Pogoda nie rozpieszcza uczestników maratonu w Genewie. W zeszłym roku biegli w ulewnym deszczu, tym razem to nadmiar słońca wyciskał poty z elity zawodników. Mimo to, przez większą część trasy wydawało się, że rekord trasy jest możliwy.

Grupa liderów połówkę maratonu minęła w czasie 1:05:03. Na 30. kilometrze byli po 1 godzinie i 33 minutach. Rekord nadal był możliwy, ale temperatura rosła. Uczestnicy biegu częściej niż zwykle korzystali z pomocy medycznej.

Juluis Chepkwony, zwycięzca maratonu w Wenecji z 2015 próbował utrzymać szybkie tempo do końca maratonu. - Jestem zmęczony. Mam poczucie, że dałem z siebie wszystko i trzymałem tempo do samej mety - powiedział na mecie zwycięzca. Uzyskał wynik 2:11:11, jedynie o 11 sekund gorszy od rekordu trasy.

Czwarte zwycięstwo Kenijczyka na dystansie maratonu zostawiło w Genewie niedosyt. Rekord był blisko, ale dla Chepkwonego było - jak to sam określił - zbyt upalnie. Pobiegł o ponad 2 minuty wolniej niż wynosi jego rekord życiowy. Drugi zawodnik na mecie Emmanuel Sikuku zanotował czas 2:12:44.

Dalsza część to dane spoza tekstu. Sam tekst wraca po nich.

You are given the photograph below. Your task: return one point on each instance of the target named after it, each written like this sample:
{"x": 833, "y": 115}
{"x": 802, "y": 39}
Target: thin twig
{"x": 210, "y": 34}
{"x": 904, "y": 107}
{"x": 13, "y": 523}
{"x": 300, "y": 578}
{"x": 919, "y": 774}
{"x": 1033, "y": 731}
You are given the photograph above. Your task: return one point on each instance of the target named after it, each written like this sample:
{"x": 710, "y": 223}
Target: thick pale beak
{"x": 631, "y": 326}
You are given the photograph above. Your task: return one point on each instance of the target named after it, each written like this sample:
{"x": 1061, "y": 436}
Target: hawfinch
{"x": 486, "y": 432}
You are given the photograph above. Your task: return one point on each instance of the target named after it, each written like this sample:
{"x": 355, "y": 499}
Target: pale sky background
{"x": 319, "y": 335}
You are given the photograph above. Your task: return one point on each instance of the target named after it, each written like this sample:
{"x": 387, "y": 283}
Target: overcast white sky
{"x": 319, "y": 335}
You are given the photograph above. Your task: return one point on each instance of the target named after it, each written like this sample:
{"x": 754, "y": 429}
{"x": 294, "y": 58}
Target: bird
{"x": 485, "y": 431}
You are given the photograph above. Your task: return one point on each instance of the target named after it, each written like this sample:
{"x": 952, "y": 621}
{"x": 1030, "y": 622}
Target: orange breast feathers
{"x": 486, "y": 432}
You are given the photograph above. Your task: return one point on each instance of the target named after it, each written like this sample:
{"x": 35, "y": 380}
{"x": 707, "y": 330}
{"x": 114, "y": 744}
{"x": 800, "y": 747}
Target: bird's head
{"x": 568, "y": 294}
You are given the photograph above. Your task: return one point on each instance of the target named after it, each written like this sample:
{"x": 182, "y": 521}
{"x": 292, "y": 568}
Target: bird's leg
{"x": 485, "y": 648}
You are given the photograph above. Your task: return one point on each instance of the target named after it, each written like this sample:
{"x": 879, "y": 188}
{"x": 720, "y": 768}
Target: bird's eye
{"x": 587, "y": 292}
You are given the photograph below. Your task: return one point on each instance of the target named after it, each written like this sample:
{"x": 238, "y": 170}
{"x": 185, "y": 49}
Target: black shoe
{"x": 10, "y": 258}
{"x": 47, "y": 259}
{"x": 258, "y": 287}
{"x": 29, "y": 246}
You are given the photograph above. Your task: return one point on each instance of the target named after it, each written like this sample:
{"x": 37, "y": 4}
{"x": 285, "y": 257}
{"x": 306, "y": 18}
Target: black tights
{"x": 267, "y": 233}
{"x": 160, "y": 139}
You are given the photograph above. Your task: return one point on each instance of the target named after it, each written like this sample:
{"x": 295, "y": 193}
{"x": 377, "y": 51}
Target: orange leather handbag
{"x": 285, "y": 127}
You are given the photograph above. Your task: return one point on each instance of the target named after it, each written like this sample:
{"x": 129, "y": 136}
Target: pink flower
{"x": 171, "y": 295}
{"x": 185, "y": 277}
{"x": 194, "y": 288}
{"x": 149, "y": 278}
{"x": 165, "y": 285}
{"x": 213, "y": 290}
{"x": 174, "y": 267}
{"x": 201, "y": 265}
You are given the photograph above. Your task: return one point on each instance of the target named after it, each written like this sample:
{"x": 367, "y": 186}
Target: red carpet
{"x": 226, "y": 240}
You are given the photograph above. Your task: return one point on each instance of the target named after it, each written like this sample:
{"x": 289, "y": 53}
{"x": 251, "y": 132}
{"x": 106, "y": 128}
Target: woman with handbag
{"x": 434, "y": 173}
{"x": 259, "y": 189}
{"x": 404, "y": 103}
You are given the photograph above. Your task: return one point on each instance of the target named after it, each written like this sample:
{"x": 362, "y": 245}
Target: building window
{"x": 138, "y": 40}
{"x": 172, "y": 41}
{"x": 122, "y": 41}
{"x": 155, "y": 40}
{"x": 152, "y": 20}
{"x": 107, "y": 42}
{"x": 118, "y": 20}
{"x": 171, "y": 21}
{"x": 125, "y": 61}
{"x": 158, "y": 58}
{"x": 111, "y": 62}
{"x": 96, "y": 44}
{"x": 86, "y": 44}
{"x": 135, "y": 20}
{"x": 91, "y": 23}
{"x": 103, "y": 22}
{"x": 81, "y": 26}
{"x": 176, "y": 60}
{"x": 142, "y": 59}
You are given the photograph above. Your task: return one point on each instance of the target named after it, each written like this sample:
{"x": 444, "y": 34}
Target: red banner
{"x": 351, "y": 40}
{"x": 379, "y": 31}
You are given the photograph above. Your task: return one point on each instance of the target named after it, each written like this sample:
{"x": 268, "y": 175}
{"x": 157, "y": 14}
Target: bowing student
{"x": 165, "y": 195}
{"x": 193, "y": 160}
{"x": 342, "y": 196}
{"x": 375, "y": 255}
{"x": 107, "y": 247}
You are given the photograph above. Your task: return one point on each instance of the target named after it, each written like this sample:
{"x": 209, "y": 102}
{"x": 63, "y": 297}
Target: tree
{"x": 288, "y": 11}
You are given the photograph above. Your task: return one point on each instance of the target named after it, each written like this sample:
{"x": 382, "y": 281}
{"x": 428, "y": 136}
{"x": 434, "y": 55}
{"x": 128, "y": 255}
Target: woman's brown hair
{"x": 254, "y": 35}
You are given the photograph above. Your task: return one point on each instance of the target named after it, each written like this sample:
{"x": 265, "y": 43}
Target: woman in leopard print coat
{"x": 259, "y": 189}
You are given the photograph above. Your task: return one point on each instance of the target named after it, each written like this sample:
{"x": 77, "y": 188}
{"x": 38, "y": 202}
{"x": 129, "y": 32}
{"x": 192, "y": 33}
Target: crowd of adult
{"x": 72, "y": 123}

Tymczasem ubiegłorocznej zwyciężczyni Jane Kiptoo żadne warunki nie przeszkadzają w odnoszeniu zwycięstw. W zeszłym roku narzekała na deszcz. Tym razem męczyła się z przegrzaniem, ale tytuł obroniła przekraczając linię mety z czasem 2:35:03. Druga na mecie Helen Japkurgat miała do niej 12 sekund straty.

W imprezie wzięło udział 16 000 biegaczy. Uwaga kibiców była skupiona na półmaratończykach, gdzie startował Romain Grosjean, kierowca Formuły 1 pochodzący z Genewy. Wprawdzie nie miał on szans na czołówkę biegu, ale jego czas - 1:31:26 - uzyskany bez wsparcia silnika, znalazł w miejscowych mediach uznanie nie mniejsze niż zwyciężczyni połówki Szwajcarka Elise Chabbey. Wśród panów z czasem 1:05:57 wygrał Themesgen Daba.